- Published on
Create and Push dataset to Hugging Face
- Authors
- Name
- Shivansh Yadav
- @_shivansh_13
Recently I was going over the process of fine-tuning stable diffusion model and came across Instruction tuning, instruction tuning is a method of fine tuning the model by giving an instruction text prompt, an original image and a desired output image.
To learn more about Instruction tuning you can read this blog from Hugging Face.
Now, to fine tune the model using instruction tuning method, we need to have a dataset on Hugging Face which can be automatically fetched during the training process.

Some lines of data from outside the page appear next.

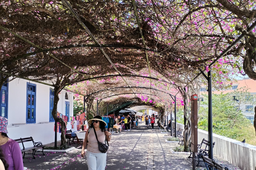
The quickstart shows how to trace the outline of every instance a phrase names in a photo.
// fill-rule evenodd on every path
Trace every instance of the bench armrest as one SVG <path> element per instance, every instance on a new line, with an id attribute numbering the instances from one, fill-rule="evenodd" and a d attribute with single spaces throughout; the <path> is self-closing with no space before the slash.
<path id="1" fill-rule="evenodd" d="M 43 144 L 41 142 L 34 142 L 34 145 L 36 146 L 42 146 Z"/>
<path id="2" fill-rule="evenodd" d="M 208 150 L 201 149 L 199 151 L 199 153 L 200 154 L 202 154 L 204 156 L 208 155 L 209 151 Z"/>

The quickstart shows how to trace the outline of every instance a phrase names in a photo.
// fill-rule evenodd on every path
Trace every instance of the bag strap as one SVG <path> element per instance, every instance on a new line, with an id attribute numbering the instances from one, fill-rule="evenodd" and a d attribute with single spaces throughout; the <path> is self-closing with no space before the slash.
<path id="1" fill-rule="evenodd" d="M 93 127 L 93 130 L 94 131 L 94 133 L 95 133 L 95 136 L 96 137 L 96 139 L 97 139 L 97 141 L 98 141 L 98 142 L 99 142 L 99 140 L 98 139 L 98 137 L 97 137 L 97 134 L 96 134 L 96 131 L 95 131 L 95 129 L 94 128 L 94 127 Z M 105 133 L 104 133 L 105 134 Z M 107 140 L 107 135 L 105 134 L 105 143 L 106 143 L 106 141 L 107 141 L 107 143 L 108 144 L 108 145 L 109 146 L 109 145 L 108 144 L 108 140 Z"/>

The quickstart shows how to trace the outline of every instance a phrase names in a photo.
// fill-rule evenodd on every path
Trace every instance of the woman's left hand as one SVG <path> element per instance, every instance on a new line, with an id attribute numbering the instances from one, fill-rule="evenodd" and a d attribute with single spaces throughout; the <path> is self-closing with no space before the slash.
<path id="1" fill-rule="evenodd" d="M 110 135 L 111 135 L 111 133 L 108 131 L 107 130 L 105 131 L 105 134 L 106 134 L 106 135 L 107 135 L 108 136 L 110 136 Z"/>

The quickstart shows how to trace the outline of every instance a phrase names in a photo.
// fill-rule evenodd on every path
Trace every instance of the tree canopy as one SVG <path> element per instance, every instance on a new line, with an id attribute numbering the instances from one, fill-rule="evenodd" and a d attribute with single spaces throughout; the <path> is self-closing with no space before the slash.
<path id="1" fill-rule="evenodd" d="M 245 0 L 3 0 L 0 77 L 68 75 L 64 85 L 93 99 L 170 106 L 199 69 L 219 83 L 231 69 L 256 79 L 256 9 Z"/>

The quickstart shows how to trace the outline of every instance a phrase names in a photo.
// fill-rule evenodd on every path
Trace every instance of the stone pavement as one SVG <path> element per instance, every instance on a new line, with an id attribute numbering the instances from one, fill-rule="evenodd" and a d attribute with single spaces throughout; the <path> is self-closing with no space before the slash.
<path id="1" fill-rule="evenodd" d="M 170 149 L 178 145 L 165 143 L 164 134 L 160 130 L 152 130 L 143 124 L 139 124 L 139 128 L 112 135 L 107 152 L 106 170 L 192 169 L 192 159 L 188 158 L 189 154 L 171 153 Z M 75 143 L 72 146 L 76 147 Z M 35 159 L 25 158 L 24 166 L 29 170 L 88 170 L 86 158 L 81 156 L 81 148 L 79 147 L 65 153 L 45 153 L 45 156 L 38 156 Z M 220 158 L 215 156 L 214 159 L 229 169 L 240 169 Z M 198 169 L 204 169 L 202 167 Z"/>

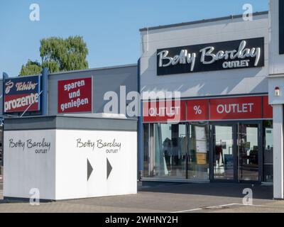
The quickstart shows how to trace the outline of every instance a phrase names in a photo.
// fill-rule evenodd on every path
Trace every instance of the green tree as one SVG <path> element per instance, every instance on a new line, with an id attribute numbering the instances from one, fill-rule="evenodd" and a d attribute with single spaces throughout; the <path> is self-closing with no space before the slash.
<path id="1" fill-rule="evenodd" d="M 58 37 L 42 39 L 40 53 L 41 64 L 38 63 L 39 66 L 41 69 L 48 67 L 50 72 L 88 68 L 88 62 L 86 58 L 89 51 L 86 43 L 80 36 L 70 36 L 66 39 Z M 29 62 L 22 66 L 21 76 L 35 74 L 34 71 L 31 70 L 33 68 L 30 68 Z"/>
<path id="2" fill-rule="evenodd" d="M 40 62 L 33 62 L 29 60 L 26 65 L 22 65 L 20 75 L 36 75 L 40 74 L 42 70 Z"/>

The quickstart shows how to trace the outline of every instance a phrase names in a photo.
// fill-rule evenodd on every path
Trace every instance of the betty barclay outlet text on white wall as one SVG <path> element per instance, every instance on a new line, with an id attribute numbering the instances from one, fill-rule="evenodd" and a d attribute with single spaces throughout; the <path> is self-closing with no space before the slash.
<path id="1" fill-rule="evenodd" d="M 50 150 L 51 143 L 43 138 L 40 141 L 34 141 L 33 139 L 23 140 L 21 139 L 9 140 L 10 148 L 21 148 L 23 151 L 33 150 L 36 154 L 45 154 Z"/>
<path id="2" fill-rule="evenodd" d="M 115 138 L 111 142 L 103 141 L 101 139 L 92 141 L 92 140 L 83 140 L 78 138 L 76 143 L 78 148 L 92 148 L 93 151 L 97 149 L 104 149 L 106 153 L 117 153 L 121 149 L 121 143 L 117 142 Z"/>

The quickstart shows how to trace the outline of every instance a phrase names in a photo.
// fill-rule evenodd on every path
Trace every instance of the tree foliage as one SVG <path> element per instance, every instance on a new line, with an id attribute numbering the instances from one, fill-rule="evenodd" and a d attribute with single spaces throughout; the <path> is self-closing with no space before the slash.
<path id="1" fill-rule="evenodd" d="M 42 67 L 40 62 L 28 61 L 26 65 L 22 65 L 20 75 L 36 75 L 41 73 Z"/>
<path id="2" fill-rule="evenodd" d="M 41 69 L 48 67 L 50 72 L 85 70 L 88 68 L 87 55 L 89 51 L 82 37 L 70 36 L 66 39 L 51 37 L 40 40 L 40 54 Z M 20 75 L 34 74 L 33 68 L 30 67 L 29 60 L 22 66 Z M 38 73 L 36 73 L 38 74 Z"/>

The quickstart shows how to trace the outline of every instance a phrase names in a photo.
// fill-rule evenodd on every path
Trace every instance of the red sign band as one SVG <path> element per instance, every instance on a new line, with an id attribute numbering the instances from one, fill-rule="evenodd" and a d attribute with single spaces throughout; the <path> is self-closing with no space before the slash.
<path id="1" fill-rule="evenodd" d="M 143 104 L 144 122 L 262 118 L 273 118 L 273 108 L 267 96 Z"/>
<path id="2" fill-rule="evenodd" d="M 58 81 L 58 113 L 92 111 L 92 78 Z"/>

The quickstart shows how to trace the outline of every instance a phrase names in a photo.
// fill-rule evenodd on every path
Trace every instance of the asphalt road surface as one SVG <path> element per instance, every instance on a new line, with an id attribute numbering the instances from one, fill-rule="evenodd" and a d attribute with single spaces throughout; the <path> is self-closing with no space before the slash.
<path id="1" fill-rule="evenodd" d="M 252 189 L 252 206 L 243 204 L 245 196 L 243 190 L 246 188 Z M 272 186 L 235 184 L 142 185 L 140 182 L 138 193 L 135 195 L 41 203 L 40 206 L 4 201 L 1 188 L 0 189 L 0 212 L 284 213 L 284 202 L 272 199 Z"/>

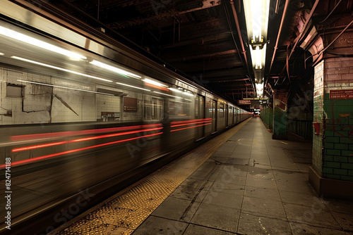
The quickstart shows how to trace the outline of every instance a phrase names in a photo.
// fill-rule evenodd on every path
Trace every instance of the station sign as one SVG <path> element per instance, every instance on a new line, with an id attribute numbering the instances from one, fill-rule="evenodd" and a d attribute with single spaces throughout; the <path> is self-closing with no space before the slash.
<path id="1" fill-rule="evenodd" d="M 238 105 L 239 106 L 265 104 L 268 103 L 268 98 L 244 98 L 238 101 Z"/>

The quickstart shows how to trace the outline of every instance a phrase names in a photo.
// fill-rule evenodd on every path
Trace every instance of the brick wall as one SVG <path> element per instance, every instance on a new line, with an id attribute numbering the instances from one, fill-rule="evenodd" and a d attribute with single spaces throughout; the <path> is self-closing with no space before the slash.
<path id="1" fill-rule="evenodd" d="M 320 123 L 323 127 L 323 72 L 324 61 L 320 62 L 314 70 L 314 87 L 313 87 L 313 122 Z M 314 131 L 313 130 L 313 133 Z M 321 174 L 322 174 L 322 148 L 323 135 L 313 134 L 313 167 Z"/>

In this blog I will be showing you, how you can upload your images data or any other type of data to Hugging Face.
Step 1: Creating the dataset on Hugging Face
Start by creating your dataset on Hugging Face, go to the top right corner and click your profile, and then click on New Dataset.
After creating your dataset, go the Settings tab and make sure the dataset visibility is set to public and enable the Access Requests.

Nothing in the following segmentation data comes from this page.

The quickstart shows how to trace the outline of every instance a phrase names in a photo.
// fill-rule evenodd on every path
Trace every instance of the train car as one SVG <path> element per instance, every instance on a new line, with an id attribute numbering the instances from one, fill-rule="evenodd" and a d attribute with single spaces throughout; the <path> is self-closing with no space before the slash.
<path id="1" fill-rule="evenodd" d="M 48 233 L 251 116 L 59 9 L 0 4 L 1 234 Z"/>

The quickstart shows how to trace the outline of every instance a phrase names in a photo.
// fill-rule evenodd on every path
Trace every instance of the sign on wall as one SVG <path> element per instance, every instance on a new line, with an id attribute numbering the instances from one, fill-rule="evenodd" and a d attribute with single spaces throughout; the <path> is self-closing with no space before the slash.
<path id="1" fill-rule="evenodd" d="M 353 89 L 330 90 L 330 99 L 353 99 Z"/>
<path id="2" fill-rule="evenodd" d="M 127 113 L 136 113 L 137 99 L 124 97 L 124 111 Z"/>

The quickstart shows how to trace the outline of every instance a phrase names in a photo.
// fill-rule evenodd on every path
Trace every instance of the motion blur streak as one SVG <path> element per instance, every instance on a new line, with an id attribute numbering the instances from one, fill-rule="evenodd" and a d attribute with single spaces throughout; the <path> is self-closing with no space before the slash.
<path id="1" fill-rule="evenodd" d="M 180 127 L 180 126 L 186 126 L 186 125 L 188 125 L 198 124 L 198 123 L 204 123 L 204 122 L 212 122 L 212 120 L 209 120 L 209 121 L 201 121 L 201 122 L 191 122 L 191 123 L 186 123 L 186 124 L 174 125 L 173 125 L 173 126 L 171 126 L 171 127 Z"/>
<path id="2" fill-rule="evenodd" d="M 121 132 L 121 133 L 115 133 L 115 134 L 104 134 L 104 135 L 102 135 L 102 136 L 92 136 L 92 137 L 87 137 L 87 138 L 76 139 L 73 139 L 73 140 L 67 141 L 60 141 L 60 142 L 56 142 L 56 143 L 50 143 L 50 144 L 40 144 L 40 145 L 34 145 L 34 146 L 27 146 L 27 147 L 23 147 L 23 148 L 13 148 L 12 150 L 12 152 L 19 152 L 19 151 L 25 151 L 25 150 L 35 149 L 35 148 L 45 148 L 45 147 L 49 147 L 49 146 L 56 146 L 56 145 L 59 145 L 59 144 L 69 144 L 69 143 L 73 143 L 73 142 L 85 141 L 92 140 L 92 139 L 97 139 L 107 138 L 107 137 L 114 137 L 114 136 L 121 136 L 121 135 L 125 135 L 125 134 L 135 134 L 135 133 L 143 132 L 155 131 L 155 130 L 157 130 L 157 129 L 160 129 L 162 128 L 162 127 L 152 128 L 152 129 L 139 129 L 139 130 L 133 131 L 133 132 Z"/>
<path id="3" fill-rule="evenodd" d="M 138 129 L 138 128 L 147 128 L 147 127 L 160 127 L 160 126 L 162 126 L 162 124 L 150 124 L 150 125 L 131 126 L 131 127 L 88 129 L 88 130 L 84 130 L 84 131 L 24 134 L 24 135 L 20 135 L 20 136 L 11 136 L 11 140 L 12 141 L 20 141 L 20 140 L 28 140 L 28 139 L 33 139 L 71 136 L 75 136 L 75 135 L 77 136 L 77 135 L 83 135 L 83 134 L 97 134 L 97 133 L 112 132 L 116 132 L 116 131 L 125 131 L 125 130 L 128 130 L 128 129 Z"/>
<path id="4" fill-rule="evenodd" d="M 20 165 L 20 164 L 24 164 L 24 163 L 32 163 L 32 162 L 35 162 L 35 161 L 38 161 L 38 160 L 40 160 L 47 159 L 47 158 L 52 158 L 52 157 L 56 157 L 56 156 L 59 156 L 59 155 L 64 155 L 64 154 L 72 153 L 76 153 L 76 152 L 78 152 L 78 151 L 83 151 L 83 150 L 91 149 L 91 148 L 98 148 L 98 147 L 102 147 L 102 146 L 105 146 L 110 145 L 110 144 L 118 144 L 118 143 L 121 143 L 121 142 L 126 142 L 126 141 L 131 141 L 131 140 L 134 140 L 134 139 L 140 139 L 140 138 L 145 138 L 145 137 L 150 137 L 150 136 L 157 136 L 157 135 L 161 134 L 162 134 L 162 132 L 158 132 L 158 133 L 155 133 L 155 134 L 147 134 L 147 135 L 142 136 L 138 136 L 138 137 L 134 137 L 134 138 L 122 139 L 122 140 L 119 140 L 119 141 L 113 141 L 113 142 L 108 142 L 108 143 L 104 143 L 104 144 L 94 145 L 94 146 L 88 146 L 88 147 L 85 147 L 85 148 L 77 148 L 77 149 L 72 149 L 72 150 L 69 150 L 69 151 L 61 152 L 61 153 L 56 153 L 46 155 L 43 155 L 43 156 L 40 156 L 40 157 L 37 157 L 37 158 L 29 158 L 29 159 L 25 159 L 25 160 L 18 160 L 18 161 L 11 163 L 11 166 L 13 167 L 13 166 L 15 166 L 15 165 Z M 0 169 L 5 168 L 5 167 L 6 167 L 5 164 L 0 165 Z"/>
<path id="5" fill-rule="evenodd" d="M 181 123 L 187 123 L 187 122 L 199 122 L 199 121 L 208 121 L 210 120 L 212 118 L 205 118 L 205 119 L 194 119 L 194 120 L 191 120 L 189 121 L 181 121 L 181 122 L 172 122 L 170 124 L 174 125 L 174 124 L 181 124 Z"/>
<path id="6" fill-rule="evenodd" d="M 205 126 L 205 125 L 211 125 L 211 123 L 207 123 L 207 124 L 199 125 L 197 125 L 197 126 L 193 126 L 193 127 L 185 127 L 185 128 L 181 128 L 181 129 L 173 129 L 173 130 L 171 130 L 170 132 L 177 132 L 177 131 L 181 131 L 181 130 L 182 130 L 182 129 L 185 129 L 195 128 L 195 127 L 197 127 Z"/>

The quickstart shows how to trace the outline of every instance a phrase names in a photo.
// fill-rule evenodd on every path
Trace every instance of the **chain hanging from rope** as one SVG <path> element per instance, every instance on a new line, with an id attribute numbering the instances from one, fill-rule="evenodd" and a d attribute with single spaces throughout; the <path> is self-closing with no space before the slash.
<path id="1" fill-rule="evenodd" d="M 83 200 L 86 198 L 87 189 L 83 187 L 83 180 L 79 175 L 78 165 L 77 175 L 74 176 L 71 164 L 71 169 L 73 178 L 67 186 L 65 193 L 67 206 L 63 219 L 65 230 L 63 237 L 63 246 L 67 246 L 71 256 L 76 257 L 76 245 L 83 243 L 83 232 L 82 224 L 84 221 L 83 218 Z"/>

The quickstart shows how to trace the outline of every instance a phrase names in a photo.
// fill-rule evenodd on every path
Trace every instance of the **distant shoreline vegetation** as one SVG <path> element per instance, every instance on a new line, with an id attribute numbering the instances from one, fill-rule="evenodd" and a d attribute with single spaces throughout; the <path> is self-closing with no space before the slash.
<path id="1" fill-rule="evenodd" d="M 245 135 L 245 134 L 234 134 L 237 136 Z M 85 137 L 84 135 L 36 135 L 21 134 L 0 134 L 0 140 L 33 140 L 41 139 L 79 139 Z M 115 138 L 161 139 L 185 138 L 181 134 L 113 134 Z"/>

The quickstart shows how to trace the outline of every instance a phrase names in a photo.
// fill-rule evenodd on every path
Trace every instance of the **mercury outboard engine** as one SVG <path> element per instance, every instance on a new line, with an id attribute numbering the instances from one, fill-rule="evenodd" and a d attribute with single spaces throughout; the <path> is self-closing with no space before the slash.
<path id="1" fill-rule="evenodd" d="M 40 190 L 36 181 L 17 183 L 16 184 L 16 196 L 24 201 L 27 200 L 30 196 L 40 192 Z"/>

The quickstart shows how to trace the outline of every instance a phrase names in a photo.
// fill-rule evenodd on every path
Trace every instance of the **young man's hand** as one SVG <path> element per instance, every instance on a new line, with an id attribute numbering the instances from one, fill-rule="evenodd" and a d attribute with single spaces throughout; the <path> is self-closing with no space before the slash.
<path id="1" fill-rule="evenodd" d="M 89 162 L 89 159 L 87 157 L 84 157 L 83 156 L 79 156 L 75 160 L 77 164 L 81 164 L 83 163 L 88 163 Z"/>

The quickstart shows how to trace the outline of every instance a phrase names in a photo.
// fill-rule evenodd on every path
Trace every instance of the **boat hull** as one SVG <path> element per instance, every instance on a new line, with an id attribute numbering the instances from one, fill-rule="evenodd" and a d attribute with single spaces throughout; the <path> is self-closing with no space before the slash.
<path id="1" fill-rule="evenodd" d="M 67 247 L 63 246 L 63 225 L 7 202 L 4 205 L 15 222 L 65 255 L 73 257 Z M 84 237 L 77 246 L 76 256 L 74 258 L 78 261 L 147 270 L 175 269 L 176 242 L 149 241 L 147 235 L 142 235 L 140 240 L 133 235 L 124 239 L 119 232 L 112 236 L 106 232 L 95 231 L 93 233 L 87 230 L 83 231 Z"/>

Step 2: Create the dataset Structure
- To add data to your dataset, start by logging into Hugging Face using
huggingface-cli login
- Now install the
datasets
lib usingpip install datasets
For this blog, I will be showing you to add image-text pair dataset, my dataset consists of original input and desired output images. I started by putting my input and output images in separate folders.
Start by creating a list of pairs of paths for each pair.
import os
data_paths = []
for input_img, output_img in zip(os.listdir("/path/to/input_images"), os.listdir("/path/to/output_images")):
data_paths.append((f"/path/to/input_images/{input_img}", f"/path/to/output_images/{output_img}"))
Now we will create a generator function which will yield our image pairs
def data_generator(data_paths):
def fn():
for data_path in data_paths:
yield {
"input_image": {"path": data_path[0]},
"instruct_prompt": "instruction prompt",
"output_image": {"path": data_path[1]},
}
return fn
The format of this data returned should be same as what you want in your Hugging Face dataset.
Now we use the datasets
lib to create the dataset.
from datasets import Dataset, Features
from datasets import Image as ImageFeature
from datasets import Value
data = data_generator(data_paths)
ds = Dataset.from_generator(
data,
features=Features(
input_image=ImageFeature(),
instruct_prompt=Value("string"),
output_image=ImageFeature(),
),
)
We pass the generator function and specify the type of each of our feature.
Step 3: Push the data to Hugging Face
Now we simply push the data to Hugging Face.
ds.push_to_hub("{username}/{dataset_name}", token="{hf_token}")
Congo 🎉, we have sucessfully created a dataset on Hugging Face.
Thanks for reading!!